• Tejun Heo's avatar
    net: fix sk_page_frag() recursion from memory reclaim · 20eb4f29
    Tejun Heo authored
    sk_page_frag() optimizes skb_frag allocations by using per-task
    skb_frag cache when it knows it's the only user.  The condition is
    determined by seeing whether the socket allocation mask allows
    blocking - if the allocation may block, it obviously owns the task's
    context and ergo exclusively owns current->task_frag.
    
    Unfortunately, this misses recursion through memory reclaim path.
    Please take a look at the following backtrace.
    
     [2] RIP: 0010:tcp_sendmsg_locked+0xccf/0xe10
         ...
         tcp_sendmsg+0x27/0x40
         sock_sendmsg+0x30/0x40
         sock_xmit.isra.24+0xa1/0x170 [nbd]

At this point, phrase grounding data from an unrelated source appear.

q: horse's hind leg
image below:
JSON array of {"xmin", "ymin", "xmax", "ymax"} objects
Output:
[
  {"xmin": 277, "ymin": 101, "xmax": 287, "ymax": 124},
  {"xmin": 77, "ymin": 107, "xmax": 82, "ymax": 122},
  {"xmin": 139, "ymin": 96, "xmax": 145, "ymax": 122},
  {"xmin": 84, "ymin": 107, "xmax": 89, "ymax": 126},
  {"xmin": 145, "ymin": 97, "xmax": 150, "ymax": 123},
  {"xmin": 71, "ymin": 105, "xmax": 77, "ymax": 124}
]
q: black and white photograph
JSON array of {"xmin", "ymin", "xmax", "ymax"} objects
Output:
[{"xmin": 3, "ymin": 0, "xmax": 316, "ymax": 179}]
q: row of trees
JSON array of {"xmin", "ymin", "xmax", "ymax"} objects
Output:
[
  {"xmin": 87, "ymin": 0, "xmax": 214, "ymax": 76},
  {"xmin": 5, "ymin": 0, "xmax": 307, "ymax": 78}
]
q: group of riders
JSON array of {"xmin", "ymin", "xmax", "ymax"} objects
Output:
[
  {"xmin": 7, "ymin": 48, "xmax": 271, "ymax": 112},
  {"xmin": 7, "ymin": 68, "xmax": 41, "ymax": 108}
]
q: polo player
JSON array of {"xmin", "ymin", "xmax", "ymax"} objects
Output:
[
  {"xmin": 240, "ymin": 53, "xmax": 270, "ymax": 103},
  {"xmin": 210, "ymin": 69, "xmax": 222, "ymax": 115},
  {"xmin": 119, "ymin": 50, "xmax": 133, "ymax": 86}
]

         nbd_send_cmd+0x1d2/0x690 [nbd]
         nbd_queue_rq+0x1b5/0x3b0 [nbd]
         __blk_mq_try_issue_directly+0x108/0x1b0
         blk_mq_request_issue_directly+0xbd/0xe0
         blk_mq_try_issue_list_directly+0x41/0xb0
         blk_mq_sched_insert_requests+0xa2/0xe0
         blk_mq_flush_plug_list+0x205/0x2a0
         blk_flush_plug_list+0xc3/0xf0
     [1] blk_finish_plug+0x21/0x2e
         _xfs_buf_ioapply+0x313/0x460
         __xfs_buf_submit+0x67/0x220
         xfs_buf_read_map+0x113/0x1a0
         xfs_trans_read_buf_map+0xbf/0x330
         xfs_btree_read_buf_block.constprop.42+0x95/0xd0
         xfs_btree_lookup_get_block+0x95/0x170
         xfs_btree_lookup+0xcc/0x470
         xfs_bmap_del_extent_real+0x254/0x9a0
         __xfs_bunmapi+0x45c/0xab0
         xfs_bunmapi+0x15/0x30
         xfs_itruncate_extents_flags+0xca/0x250
         xfs_free_eofblocks+0x181/0x1e0
         xfs_fs_destroy_inode+0xa8/0x1b0
         destroy_inode+0x38/0x70
         dispose_list+0x35/0x50
         prune_icache_sb+0x52/0x70
         super_cache_scan+0x120/0x1a0
         do_shrink_slab+0x120/0x290
         shrink_slab+0x216/0x2b0
         shrink_node+0x1b6/0x4a0
         do_try_to_free_pages+0xc6/0x370
         try_to_free_mem_cgroup_pages+0xe3/0x1e0
         try_charge+0x29e/0x790
         mem_cgroup_charge_skmem+0x6a/0x100
         __sk_mem_raise_allocated+0x18e/0x390
         __sk_mem_schedule+0x2a/0x40
     [0] tcp_sendmsg_locked+0x8eb/0xe10
         tcp_sendmsg+0x27/0x40
         sock_sendmsg+0x30/0x40
         ___sys_sendmsg+0x26d/0x2b0
         __sys_sendmsg+0x57/0xa0
         do_syscall_64+0x42/0x100
         entry_SYSCALL_64_after_hwframe+0x44/0xa9
    
    In [0], tcp_send_msg_locked() was using current->page_frag when it
    called sk_wmem_schedule().  It already calculated how many bytes can
    be fit into current->page_frag.  Due to memory pressure,
    sk_wmem_schedule() called into memory reclaim path which called into
    xfs and then IO issue path.  Because the filesystem in question is
    backed by nbd, the control goes back into the tcp layer - back into
    tcp_sendmsg_locked().
    
    nbd sets sk_allocation to (GFP_NOIO | __GFP_MEMALLOC) which makes
    sense - it's in the process of freeing memory and wants to be able to,
    e.g., drop clean pages to make forward progress.  However, this
    confused sk_page_frag() called from [2].  Because it only tests
    whether the allocation allows blocking which it does, it now thinks
    current->page_frag can be used again although it already was being
    used in [0].
    
    After [2] used current->page_frag, the offset would be increased by
    the used amount.  When the control returns to [0],
    current->page_frag's offset is increased and the previously calculated
    number of bytes now may overrun the end of allocated memory leading to
    silent memory corruptions.
    
    Fix it by adding gfpflags_normal_context() which tests sleepable &&
    !reclaim and use it to determine whether to use current->task_frag.
    
    v2: Eric didn't like gfp flags being tested twice.  Introduce a new
        helper gfpflags_normal_context() and combine the two tests.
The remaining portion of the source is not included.